Les clients retail adoptent-ils pour autant ces produits ? La conjoncture économique actuelle n’est pas forcément favorable aux produits qui ne garantissent pas tous des retours sur investissement à court terme. L’offre ESG n’est pas forcément en adéquation avec les attentes des particuliers en matière de rendement. S’il y a un intérêt, il faudra évaluer dans quelle mesure cela se traduit par une adhésion à ces produits.
Les investissements intégrant les critères ESG ne sont-ils pas désormais considérés comme plus résilients, ou tout du moins aussi performants que les produits traditionnels ? Dans une perspective à moyen et long terme, les approches intégrant les critères ESG devraient mieux performer que d’autres classes d’actifs. J’en suis personnellement persuadée. Sur le court terme, c’est plus difficile à démontrer. Cette année, par exemple, les grands groupes pétroliers, ayant profité de la hausse du coût des énergies fossiles, ont pu proposer un dividende important à leurs actionnaires. Ce n’est pas forcément le cas d’autres acteurs, inscrits dans une démarche durable, avec une croissance à plus long terme.
S’il y a un attrait pour l’ESG, comment l’offre évolue-t-elle ? C’est un autre enjeu. Si les conseillers ont pour obligation d’interroger les investisseurs particuliers sur leurs préférences en matière d’ESG, l’offre reste limitée et ne permet pas de répondre aux attentes précises des clients. Mifid II oblige notamment à leur poser quatre questions. La première concerne la sensibilité ou non de l’investisseur visàvis de ces critères ESG. S’il y répond par l’affirmative, il lui est aussi demandé s’il souhaite que l’impact de ses investissements soit mesuré, s’il entend privilégier des actifs durables ou encore alignés sur la taxonomie européenne. Le problème est que les produits permettant de répondre à cette variété d’attentes se trouvent seulement en cours de développement. Les conseillers doivent donc se tourner vers des alternatives, quitte à y revenir un peu plus tard quand l’offre sera plus étoffée.

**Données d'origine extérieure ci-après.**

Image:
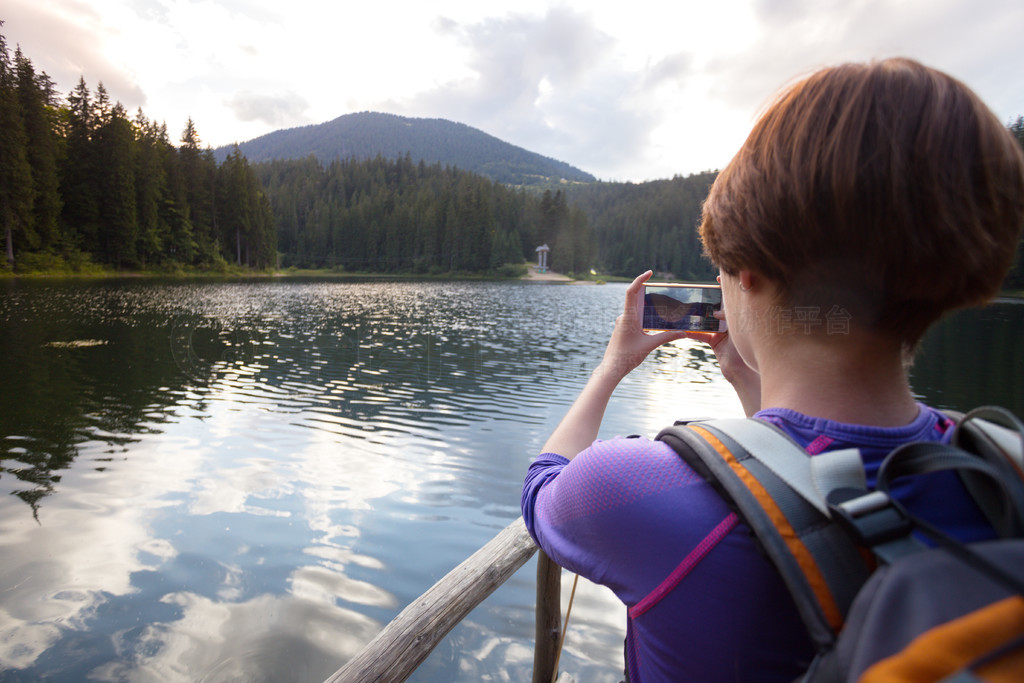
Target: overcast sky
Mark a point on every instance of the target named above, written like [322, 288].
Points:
[628, 90]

À quel rythme l’offre se développet-elle ? Les réglementations en place, pour renforcer la transparence ou susciter la demande, ont précédé l’offre. Si elles poussent les gestionnaires à développer des produits ESG, cela prend du temps. Proposer de l’ESG implique de pouvoir collecter les bonnes données et d’adapter les systèmes. Audelà, il faut aussi pouvoir former les conseillers à la clientèle. Il y a une période d’adaptation. D’ici deux à trois ans, l’offre aura considérablement évolué, répondant au choix des investisseurs tout en contribuant au développement d’une société plus durable.

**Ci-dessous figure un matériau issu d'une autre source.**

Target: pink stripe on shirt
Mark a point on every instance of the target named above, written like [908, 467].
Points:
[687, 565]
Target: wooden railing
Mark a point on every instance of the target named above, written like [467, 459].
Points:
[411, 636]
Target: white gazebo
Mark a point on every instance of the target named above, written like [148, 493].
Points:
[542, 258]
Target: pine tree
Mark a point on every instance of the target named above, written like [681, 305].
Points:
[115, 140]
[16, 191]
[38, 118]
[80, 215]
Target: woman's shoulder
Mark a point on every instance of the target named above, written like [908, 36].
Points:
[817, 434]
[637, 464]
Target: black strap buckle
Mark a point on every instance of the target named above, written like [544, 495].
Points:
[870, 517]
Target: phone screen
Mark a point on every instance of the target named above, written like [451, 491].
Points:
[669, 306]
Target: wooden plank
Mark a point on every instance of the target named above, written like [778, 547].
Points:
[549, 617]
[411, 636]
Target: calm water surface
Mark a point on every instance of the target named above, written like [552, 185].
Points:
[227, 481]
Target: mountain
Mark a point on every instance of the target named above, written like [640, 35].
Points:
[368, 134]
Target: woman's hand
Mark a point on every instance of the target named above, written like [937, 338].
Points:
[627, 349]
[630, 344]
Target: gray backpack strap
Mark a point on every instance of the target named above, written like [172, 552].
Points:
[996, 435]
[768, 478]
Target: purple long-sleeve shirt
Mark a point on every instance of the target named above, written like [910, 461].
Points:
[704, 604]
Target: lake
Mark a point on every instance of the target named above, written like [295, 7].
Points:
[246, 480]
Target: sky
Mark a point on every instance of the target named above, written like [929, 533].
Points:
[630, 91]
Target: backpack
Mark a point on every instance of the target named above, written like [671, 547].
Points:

UNE MATIÈRE ENCORE MÉCONNUE
Au printemps, l’Ilres, à la demande de l’ABBL, la CSSF et la LSFI, a cherché à évaluer l’intérêt et le niveau de connaissances du grand public vis-à-vis de la finance durable. Les conclusions de l’enquête, publiées en septembre, révèlent que 74 % des sondés pensent que la finance joue un rôle important dans la transition durable de l’économie. 71 % considèrent que les individus peuvent contribuer à un monde plus durable par leurs décisions financières. Or, 47 % ne savent pas ou ont du mal à cerner ce qu’est la finance durable. 43 % associent la finance durable à l’impact sur l’environnement (le « E » d’ESG). La dimension sociale et celle de gouvernance (« S » et « G ») sont, quant à elles, méconnues.